Abstract 019: Vascular Smooth Muscle ADAM17 Contributes To Angiotensin II-induced Abdominal Aortic Aneurysm Formation But Not Hypertension In Mice

Abstract

Enhancement of the renin angiotensin II (AngII) system has been implicated in the development of abdominal aortic aneurysm (AAA). However, detailed molecular mechanism(s) by which AngII promotes AAA remain uncertain. We have demonstrated the critical role of a metalloprotease, ADAM17, in AngII-induced EGFR transactivation and subsequent hypertrophy in vascular smooth muscle cells (VSMC). In caveolin 1-/- mice, AAA formation induced by AngII plus beta-aminopropionitrile (BAPN), a lysyl oxidase inhibitor, was attenuated. The attenuation of AAA formation was associated with suppression of ADAM17 induction and EGFR activation. Others have reported that systemic ADAM17 silencing attenuated CaCl2-induced AAA formation in mice.

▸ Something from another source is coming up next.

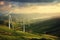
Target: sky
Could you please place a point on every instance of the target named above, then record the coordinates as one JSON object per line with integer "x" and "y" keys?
{"x": 49, "y": 7}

However, the cell type specific mechanism that is mediating the deleterious effect of ADAM17 in AAA is not well understood. Here, we tested our hypothesis that VSMC ADAM17 activation is required for AngII-promoted AAA formation using ADAM17flox/flox mice bred with sm22a Cre mice. 8 week old mice were co-infused with AngII 1000 ng/kg/min (4w) and BAPN 150 mg/kg/day (2w) or control saline (4w), and AAA formation was evaluated by echo (internal diameter) and measurement (external diameter) of the aortae. In control Cre-/- mice with the co-infusion, 52.4% (11/21) were dead due to aortic rupture/dissection. All surviving Cre-/- mice with co-infusion had AAA with max external/internal diameter (mm) of 2.18±0.55/1.75±0.33 vs 1.01±0.22/1.06±0.02 with saline infusion (p<0.01). In contrast, VSMC ADAM17 deficient Cre+/- with co-infusion did not die or develop AAA. The max external/internal diameter (mm) of AA in Cre+/- with co-infusion was 1.03±0.11/1.05±0.05 vs 1.01±0.12/1.27±0.21 with saline infusion. In contrast, both Cre-/- and +/- mice with the co-infusion developed hypertension assessed by telemetry (MAP mmHg: 161±15 vs 154±12). The ADAM17 deletion was also associated with less EGFR activation, ER/oxidative stress and extravascular fibrosis/matrix deposition. In conclusion, VSMC ADAM17 appears to be a critical metalloprotease contributing to AAA formation but not hypertension induced by AngII + BAPN. The mechanism by which VSMC ADAM17 promotes AAA seems to involve activation of EGFR and induction of ER/oxidative stress.